Старуха чуть коснулась ее плеча:
– Поверь, когда настанет час нашей власти и силы, ничего не будет невозможного. И твое трудолюбие и терпение вернут тебе не только свободу, но и...
– Госпожа!... – воскликнула Тамахоси, намереваясь пасть на колени.
– Ни слова более! Лишь оставайся верной, и все получишь. – С этими словами Мумё оказалась лицом к лицу с самой невзрачной, жалкой и бесцветной женщиной.
– Фусими, как верно выбрано тебе имя, ибо действительно твой взор всегда потуплен, а сама ты словно стремишься спрятаться от солнечного света. Но это и есть твое главное достоинство, Фусими! Тот, кто преступил закон, написанный людьми и для людей, должен быть для людей незаметным. А ты преступила закон, хотя кто бы мог подумать, что такая невзрачная «компьютерная мышка» станет причиной банкротства целой фирмы?

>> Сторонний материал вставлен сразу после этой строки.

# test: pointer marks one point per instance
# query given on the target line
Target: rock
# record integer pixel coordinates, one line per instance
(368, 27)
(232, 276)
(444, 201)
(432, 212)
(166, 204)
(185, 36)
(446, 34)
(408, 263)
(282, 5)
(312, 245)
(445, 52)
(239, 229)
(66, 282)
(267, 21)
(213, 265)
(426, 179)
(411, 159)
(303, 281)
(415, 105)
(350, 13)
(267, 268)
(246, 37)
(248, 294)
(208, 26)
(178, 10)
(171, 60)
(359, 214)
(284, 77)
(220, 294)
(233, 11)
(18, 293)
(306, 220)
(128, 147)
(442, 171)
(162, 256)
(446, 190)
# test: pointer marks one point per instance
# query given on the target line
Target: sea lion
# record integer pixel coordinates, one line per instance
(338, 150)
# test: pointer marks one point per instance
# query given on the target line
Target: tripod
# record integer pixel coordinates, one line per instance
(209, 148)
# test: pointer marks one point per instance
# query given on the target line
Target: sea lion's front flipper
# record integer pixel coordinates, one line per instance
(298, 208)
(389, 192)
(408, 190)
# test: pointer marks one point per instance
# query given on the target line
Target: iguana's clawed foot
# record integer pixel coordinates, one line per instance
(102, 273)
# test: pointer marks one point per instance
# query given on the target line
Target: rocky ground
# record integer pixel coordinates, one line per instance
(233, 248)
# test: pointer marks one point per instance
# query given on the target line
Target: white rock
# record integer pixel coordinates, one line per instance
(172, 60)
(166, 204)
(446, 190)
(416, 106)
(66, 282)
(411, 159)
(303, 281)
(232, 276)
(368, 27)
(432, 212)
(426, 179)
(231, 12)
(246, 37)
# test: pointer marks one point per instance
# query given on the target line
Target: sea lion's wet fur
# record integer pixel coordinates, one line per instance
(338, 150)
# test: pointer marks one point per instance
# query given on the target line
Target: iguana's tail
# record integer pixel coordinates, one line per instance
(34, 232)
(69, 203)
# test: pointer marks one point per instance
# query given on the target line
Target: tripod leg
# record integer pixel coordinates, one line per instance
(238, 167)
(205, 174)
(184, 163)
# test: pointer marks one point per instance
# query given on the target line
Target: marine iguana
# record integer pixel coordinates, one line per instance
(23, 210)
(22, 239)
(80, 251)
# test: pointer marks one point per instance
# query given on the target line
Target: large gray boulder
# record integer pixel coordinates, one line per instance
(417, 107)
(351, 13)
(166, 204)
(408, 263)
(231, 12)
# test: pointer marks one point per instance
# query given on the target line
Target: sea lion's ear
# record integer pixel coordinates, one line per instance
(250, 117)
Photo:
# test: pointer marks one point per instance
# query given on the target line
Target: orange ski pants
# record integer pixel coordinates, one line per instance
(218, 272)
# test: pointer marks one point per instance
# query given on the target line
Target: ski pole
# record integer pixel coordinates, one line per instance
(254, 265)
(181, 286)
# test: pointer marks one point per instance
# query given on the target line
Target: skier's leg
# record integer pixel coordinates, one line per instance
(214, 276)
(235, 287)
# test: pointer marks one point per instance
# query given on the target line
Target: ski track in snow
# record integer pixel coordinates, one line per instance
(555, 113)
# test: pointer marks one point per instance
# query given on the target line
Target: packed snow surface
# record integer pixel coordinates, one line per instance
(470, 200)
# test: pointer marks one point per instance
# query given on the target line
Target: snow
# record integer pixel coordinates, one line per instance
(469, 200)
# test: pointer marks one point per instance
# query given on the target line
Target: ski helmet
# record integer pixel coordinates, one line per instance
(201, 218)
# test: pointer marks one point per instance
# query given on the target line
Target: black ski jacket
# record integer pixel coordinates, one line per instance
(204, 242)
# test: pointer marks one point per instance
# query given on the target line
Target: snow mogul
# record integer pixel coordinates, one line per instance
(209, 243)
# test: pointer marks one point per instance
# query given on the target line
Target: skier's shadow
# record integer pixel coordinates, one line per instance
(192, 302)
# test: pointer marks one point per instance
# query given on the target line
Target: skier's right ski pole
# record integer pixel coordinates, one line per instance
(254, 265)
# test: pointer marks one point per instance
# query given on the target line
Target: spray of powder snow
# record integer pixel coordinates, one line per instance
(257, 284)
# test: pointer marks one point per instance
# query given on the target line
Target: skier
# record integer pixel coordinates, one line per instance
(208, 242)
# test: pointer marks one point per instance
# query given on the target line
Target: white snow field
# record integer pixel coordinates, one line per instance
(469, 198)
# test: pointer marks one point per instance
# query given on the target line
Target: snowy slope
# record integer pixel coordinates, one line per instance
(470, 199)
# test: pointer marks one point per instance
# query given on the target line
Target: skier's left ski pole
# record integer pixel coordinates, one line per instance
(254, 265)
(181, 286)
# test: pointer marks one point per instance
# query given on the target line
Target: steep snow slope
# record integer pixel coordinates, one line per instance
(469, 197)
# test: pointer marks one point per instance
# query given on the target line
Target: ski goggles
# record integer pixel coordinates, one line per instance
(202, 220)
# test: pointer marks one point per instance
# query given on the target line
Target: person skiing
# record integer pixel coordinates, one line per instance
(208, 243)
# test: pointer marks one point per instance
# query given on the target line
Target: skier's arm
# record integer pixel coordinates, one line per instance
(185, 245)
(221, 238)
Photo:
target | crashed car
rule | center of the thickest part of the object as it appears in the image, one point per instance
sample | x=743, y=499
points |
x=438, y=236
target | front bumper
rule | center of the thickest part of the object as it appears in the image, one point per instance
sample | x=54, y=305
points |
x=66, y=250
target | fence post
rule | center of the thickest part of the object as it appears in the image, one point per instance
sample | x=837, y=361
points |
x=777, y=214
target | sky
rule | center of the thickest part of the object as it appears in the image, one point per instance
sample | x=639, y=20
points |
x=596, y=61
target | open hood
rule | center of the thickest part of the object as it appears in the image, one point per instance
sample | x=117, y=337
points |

– О, это неправда, меня подставил босс! – прошептала Фусими.
– Возможно. Но тогда и у тебя есть счет к этому миру. И ты, незаметная, тихая, сможешь сделать свое дело так, что ни один земной судья или сыщик не сможет тебя поймать! Лишь бы ты не струсила, ибо трусость не приведет к славе...
– Я не стану трусихой, верьте мне! – воскликнула Фусими. Возвысила голос впервые за все время пребывания в Приюте Обретения Гармонии.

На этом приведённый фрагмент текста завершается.